VEU: Virtual Engagement Utility
VEU is a virtual reality framework designed to make the creation of VR experiences easier for faculty and educational designers. It provides a variety of base interactions that can be layered to create complex experiences. Paired with a flowchart based scenario designer, developed in house, faculty can more easily conceptualize their virtual scenario. The developers (me) can then translate their scenario efficiently into the framework, speeding up the scenario creation process. I am heavily involved in the ongoing design, and am the sole developer. As VEU has just entered beta, screenshots and other media are forthcoming.
It is developed in Unity for use in Cardboard, Daydream, and PC/Mac. These platforms were chosen to encourage broad adoption, as anyone with a laptop or a relatively modern phone should be able to use VEU at low or no cost. Part of the design was making it work seamlessly cross-platform, so that I can easily update it for all platforms. This involved a lot of work in terms of UI design so students and teachers would be comfortable switching platforms without the need to relearn the interface.
Scenarios are modular, so they can download VEU, and the add in a french lesson, and an archeology expedition without installing additional software. We hope VEU will broaden VR adoption at NYU, make it accessible to faculty and students, and create more engaging, memorable learning experiences.
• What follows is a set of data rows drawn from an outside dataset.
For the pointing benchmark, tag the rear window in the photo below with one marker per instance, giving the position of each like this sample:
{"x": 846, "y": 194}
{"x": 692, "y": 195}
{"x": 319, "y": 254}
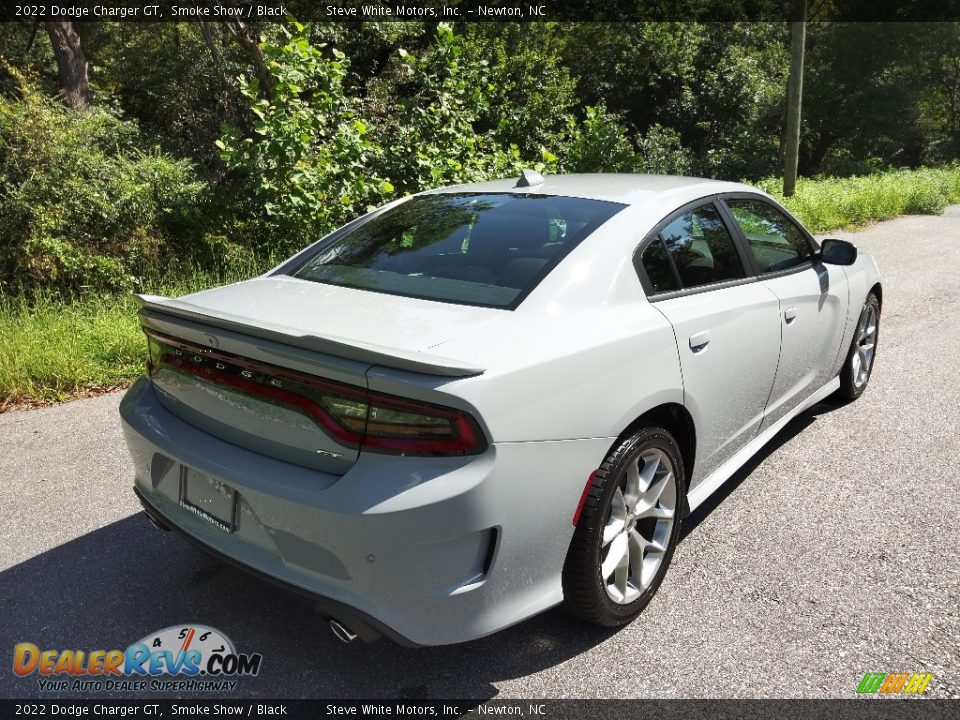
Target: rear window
{"x": 469, "y": 248}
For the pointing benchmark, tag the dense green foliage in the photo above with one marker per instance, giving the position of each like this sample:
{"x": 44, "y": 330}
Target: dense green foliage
{"x": 220, "y": 146}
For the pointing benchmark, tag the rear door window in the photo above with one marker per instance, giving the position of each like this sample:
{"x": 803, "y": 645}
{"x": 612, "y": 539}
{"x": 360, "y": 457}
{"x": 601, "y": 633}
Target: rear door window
{"x": 488, "y": 249}
{"x": 701, "y": 248}
{"x": 776, "y": 243}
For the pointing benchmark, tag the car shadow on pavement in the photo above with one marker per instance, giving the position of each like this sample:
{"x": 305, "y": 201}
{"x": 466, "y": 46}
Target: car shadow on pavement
{"x": 790, "y": 431}
{"x": 113, "y": 586}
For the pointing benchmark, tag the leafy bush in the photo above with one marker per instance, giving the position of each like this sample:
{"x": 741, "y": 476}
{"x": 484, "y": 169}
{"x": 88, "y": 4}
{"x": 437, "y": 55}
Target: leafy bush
{"x": 309, "y": 157}
{"x": 81, "y": 206}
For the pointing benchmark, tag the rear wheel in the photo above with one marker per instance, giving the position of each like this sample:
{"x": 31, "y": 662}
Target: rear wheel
{"x": 863, "y": 350}
{"x": 627, "y": 531}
A brief demo of a social work visit pilot project, built with VEU.
Features include:
Interaction with objects:
Add / Remove from inventory
Inspect: this provides more in depth information about an object, using images, audio, and video
Combining objects: Using a key in your inventory to unlock a door, or adding a reagent to beaker
Configurable actions: Easily integrate unique actions that require additional scripting
Interaction with characters:
Giving objects
Taking objects
Branching dialogue: User responses to dialogue can be evaluated, feedback can be provided, and it integrates directly with the quest system.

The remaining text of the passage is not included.